2026-02-24 コメント投稿する ▼
大阪都構想の再始動:吉村代表が描く「副首都」への設計図と議会調整の行方
しかし、2026年現在、日本維新の会の吉村洋文代表(大阪府知事)は、再びこの構想を前に進めようとしています。 2026年2月24日、吉村代表は大阪府議団との意見交換を行い、都構想の具体的な設計図を作るための「法定協議会」の設置案を、3月上旬に提案する方針を示しました。 吉村代表は、早期に設計図づくりに着手することで、構想の実現に向けたスピード感を重視しています。
大阪都構想とは何か:これまでの歩みと目的
大阪都構想は、大阪府と大阪市の「二重行政」を解消し、大阪をより成長させるための大きな仕組みづくりです。具体的には、現在の大阪市を廃止して、東京23区のような「特別区」に再編することを目指しています。これにより、広域的な仕事は大阪府にまとめ、身近なサービスは特別区が担うという役割分担を明確にする狙いがあります。
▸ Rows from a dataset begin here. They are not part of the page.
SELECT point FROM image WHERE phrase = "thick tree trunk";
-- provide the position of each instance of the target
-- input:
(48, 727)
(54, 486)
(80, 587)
これまで二度の住民投票が行われましたが、いずれも僅差で否決されました。しかし、2026年現在、日本維新の会の吉村洋文代表(大阪府知事)は、再びこの構想を前に進めようとしています。その背景には、大阪を日本の「副首都」として確立させたいという強い思いがあります。
3月の議案提出へ:法定協議会の設置を目指す
2026年2月24日、吉村代表は大阪府議団との意見交換を行い、都構想の具体的な設計図を作るための「法定協議会」の設置案を、3月上旬に提案する方針を示しました。具体的には、3月6日に大阪市議会、3月9日に大阪府議会への提出を予定しています。
法定協議会とは、都構想の具体的な中身を議論し、最終的な案をまとめるための公的な組織です。この組織が動き出すことが、都構想再始動の第一歩となります。吉村代表は、早期に設計図づくりに着手することで、構想の実現に向けたスピード感を重視しています。
維新市議団の賛同が鍵:党内調整の現状
今回の提案には、非常に重要な前提条件があります。それは、大阪市議会の維新議員団が賛成することです。府議団はすでに賛成の方針を固めていますが、市議団はまだ慎重な姿勢を見せており、結論を先送りにしています。
吉村代表は、過去の選挙の際に説明が不十分だったとして謝罪し、市議団とのコミュニケーションを密にするよう求めています。維新は府・市の両議会で過半数の議席を持っていますが、党内での意見が一致しなければ、議案を提出することはできません。市議団の納得をどう得るかが、当面の最大の焦点となっています。
副首都構想との連携:国政との関わり
今回の動きで注目すべきは、日本維新の会と自民党が検討している「副首都構想」との連動です。大阪を東京に次ぐ日本の拠点にするという大きな目標の中で、都構想はそのための「統治機構の改革」として位置づけられています。
吉村代表は、この副首都構想の実現に合わせて、早期に都構想の設計図作りを始めたいと考えています。単なる地域の再編ではなく、国家戦略の一環として都構想を捉え直すことで、有権者からの新たな支持を得ようとする戦略が見て取れます。国と地方が連携する形での改革が、これまでの挑戦との大きな違いです。
2027年4月までの住民投票:残された時間と課題
吉村代表は、自身の任期である2027年4月までに、三度目となる住民投票の実施を目指しています。しかし、残された時間は決して多くありません。法定協議会での議論には時間がかかり、市民への丁寧な説明も欠かせないからです。
府議団からは「限られた時間の中でも、有権者が納得できる丁寧な設計図を作ってほしい」という声が上がっています。過去の否決を教訓に、いかにして市民の不安を解消し、メリットを分かりやすく伝えられるか。吉村代表のリーダーシップと、具体的な制度設計の質が、再び問われることになります。